For the last four years I have been traveling to Poso back and forth to capture what she worked so hard for, which gave me intimate access to her life and story. At first, I thought it was her personal story that would be the main topic of the film. I was frightened she would die of her injuries and illnesses, and it captured my attention for the first two years. When she was able to get the life and leg saving surgeries she needed, I was elated to see her take her school and movement to new heights I could have never imagined. With two legs, what more could she do? Turns out, a lot!
Along the way, as we both grew along with the expansion of the school and interfaith movement, I began to realize that this was simply too big of a story about the school and the fantastic women involved in it to not make that the center of this film. But it was never clear at the time that this film was going to have a happy ending. Would they get the funding they needed? Could Lian take groups of impoverished and traumatized women from across a huge area of remote Indonesia, and turn them not only into peacemakers, but agents of change for a better Indonesia? Or would Poso collapse back into violence?

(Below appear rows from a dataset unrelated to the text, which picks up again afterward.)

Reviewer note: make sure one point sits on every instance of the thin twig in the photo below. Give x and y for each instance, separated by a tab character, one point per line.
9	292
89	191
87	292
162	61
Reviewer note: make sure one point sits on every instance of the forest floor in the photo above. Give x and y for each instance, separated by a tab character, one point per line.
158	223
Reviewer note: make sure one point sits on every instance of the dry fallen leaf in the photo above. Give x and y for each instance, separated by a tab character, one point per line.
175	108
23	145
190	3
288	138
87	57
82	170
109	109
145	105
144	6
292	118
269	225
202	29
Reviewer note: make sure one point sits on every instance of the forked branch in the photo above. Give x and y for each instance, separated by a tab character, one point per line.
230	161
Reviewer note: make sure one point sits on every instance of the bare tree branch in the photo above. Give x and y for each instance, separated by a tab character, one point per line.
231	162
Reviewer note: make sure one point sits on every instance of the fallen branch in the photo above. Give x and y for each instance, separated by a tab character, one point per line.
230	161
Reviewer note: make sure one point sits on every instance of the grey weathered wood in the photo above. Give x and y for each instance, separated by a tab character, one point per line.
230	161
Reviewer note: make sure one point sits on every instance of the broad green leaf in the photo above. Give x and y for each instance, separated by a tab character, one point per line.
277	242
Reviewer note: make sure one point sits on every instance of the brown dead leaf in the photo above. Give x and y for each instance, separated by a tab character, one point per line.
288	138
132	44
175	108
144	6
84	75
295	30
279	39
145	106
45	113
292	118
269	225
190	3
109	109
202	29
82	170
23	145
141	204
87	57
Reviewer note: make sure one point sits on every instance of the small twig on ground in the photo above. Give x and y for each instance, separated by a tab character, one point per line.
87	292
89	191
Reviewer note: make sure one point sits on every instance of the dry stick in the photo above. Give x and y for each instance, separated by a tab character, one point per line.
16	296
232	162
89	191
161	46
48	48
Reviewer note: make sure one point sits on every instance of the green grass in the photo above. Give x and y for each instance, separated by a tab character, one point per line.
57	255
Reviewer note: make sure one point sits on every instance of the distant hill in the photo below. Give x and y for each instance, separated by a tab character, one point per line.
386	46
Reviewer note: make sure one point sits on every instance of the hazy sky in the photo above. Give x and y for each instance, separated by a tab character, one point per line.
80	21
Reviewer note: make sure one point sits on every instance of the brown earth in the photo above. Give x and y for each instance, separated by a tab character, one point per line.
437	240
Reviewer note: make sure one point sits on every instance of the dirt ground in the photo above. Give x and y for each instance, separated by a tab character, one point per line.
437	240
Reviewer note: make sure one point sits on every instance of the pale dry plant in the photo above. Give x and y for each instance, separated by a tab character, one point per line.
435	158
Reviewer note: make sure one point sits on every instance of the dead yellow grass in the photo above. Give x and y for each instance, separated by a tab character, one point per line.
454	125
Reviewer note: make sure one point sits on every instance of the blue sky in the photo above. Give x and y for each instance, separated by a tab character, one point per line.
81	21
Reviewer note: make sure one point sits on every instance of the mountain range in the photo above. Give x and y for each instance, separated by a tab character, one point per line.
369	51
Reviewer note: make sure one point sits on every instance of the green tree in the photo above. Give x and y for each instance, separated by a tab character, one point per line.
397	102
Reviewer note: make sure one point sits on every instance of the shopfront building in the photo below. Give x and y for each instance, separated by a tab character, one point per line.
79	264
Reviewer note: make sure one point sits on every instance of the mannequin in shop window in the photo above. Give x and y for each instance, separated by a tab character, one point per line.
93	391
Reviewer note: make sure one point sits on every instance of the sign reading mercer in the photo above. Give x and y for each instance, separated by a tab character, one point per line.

When we got notice that she would be flying to New York with the chance of winning the Coexist Prize, I knew the redeeming moment for both of us had come. I could never have imagined how well it all would turn out. Since then, it has been nothing but good news. I struggled to decide where to end this film because so many new events kept on happening. In truth, there is no end to this social movement, and I can only hope to capture a few years of it and show what I can of it with the budget I had.
I am so grateful for Lian giving me the access to her life and story and for all of the people of Poso who have been so kind and welcoming to me over the years. It has truly been a transformational and humbling experience for everyone involved.